The Royal Calcutta is the oldest golf club in the world outside of the UK. Founded in 1829, the “Royal” moved to its present location in Tollygunge, a district then on the southern outskirts of the city, in 1910. (There is also a Tollygunge Country Club, just down a lane and across the road from the Royal. Tollygunge has a riding school, swimming pools, tennis courts and a hotel, and shares much of its membership with the Royal, which is strictly a golf club.)
The Royal sits on a dead flat site, and no longer is much of a challenge for the club’s best players, who are a pretty distinguished group. The course record is held by Arjun Atwal, the only Indian professional ever to play full-time on the American PGA Tour. Atwal grew up in Kolkata and learned to play at the Royal, though he now lives in Florida.
On a hazy morning in early December, I was invited to join the Royal’s captain, Aveek Sarkar, for a playing tour of Royal’s front 9. A media mogul who tees off an dawn almost every day, the captain possesses a stately swing and a steady game. Rounding out our foursome were Gaurav Ghosh, a very good amateur player from a family of distinguished tee merchants, and Shiv Shankar Prasad Chowrasia, winner of the 2008 Indian Masters, a European PGA Tour event. Among the players in the field Chowrasia conquered were Ernie Els, Thomas Bjorn and Atwal.
Compact and with a lovely smile, the player known as Chipputtsia for his great skill around the greens, takes down the Royal with ease. The green-keeping crew live in a small settlement surrounding the course’s maintenance facilities, dead in the heart of the grounds. Chowrasia’s father was a green keeper who lived with his family near the 9th green. As a boy, Chowrasia hung around the course, hoping for a chance to play, and was taken under their wings by some of the club’s members, who recognized his talents. In 1997, when he was 21, Chowrasia turned professional. He has since won eight times on the Indian Tour.

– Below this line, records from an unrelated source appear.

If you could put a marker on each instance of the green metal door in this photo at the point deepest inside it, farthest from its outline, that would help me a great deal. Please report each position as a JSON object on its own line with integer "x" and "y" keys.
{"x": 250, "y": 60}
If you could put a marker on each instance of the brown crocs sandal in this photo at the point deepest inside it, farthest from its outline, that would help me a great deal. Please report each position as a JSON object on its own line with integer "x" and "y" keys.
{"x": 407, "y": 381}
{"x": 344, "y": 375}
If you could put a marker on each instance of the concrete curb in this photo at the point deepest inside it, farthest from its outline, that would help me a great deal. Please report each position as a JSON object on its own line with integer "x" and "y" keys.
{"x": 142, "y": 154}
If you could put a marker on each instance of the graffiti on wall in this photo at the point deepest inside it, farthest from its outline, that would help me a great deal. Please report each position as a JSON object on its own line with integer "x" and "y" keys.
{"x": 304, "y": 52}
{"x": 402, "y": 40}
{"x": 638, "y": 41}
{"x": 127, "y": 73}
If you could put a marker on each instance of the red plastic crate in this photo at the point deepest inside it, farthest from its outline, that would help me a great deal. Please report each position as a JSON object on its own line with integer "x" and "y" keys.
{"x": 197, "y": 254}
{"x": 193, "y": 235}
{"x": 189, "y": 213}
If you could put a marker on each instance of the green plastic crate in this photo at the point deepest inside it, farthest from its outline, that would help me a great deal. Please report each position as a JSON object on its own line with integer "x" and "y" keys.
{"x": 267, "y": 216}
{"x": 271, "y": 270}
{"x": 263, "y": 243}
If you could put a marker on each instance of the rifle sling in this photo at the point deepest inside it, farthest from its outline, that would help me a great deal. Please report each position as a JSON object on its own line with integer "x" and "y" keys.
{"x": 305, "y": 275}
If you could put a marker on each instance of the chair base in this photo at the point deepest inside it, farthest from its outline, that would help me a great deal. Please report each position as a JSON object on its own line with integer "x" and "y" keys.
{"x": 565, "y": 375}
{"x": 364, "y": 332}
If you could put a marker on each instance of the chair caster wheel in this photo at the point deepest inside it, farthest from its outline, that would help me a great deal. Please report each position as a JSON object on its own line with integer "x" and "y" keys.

The captain stewed as Ghosh and Chowrasia piled on the birdies, proof that the Royal had lost its teeth. “This should be the hardest course in India,” he said. “Now it’s too easy.” He was not looking for a course that imitated the cool and elegant American-style layouts popping up across India, but preferred a classic parkland course which would preserve the Royal’s heritage while stiffening its defenses. He’s campaigning now for a major renovation.
Recently the Royal had received a modest partial makeover, inspired not by strategic or aesthetic interests, but, in the only such instance I have ever heard of, in response to a political struggle. Ten years or so ago, local residents starting clambering over the fence with their cricket gear and footballs, claiming the fairways as pitches. They dared the members to tee off into their matches, evoking a series of confrontations. The club’s CEO was assaulted and had his arm broken. The police came. The neighborhood sportsmen set the clubhouse verandah on fire.
That’s when the club decided to corrugate some fairways. The undulations they ordered are neither deep nor dramatic, but proved effective in discouraging bowlers and batsmen. The new shapes had no effect on the Royal’s vulnerability to low scores.
The clubhouse has been repaired. After our round, we repaired there for omelets and tea. After he won the Indian Masters, Chowrasia was invited to join the club. Though he grew up on the grounds, and lived a few hundred yards from the clubhouse for most of his life, when he accepted the invitation to join the club last year, Chowrasia stepped foot in the clubhouse for the first time. He was surprised to see pictures of himself holding trophies aloft on the clubhouse walls.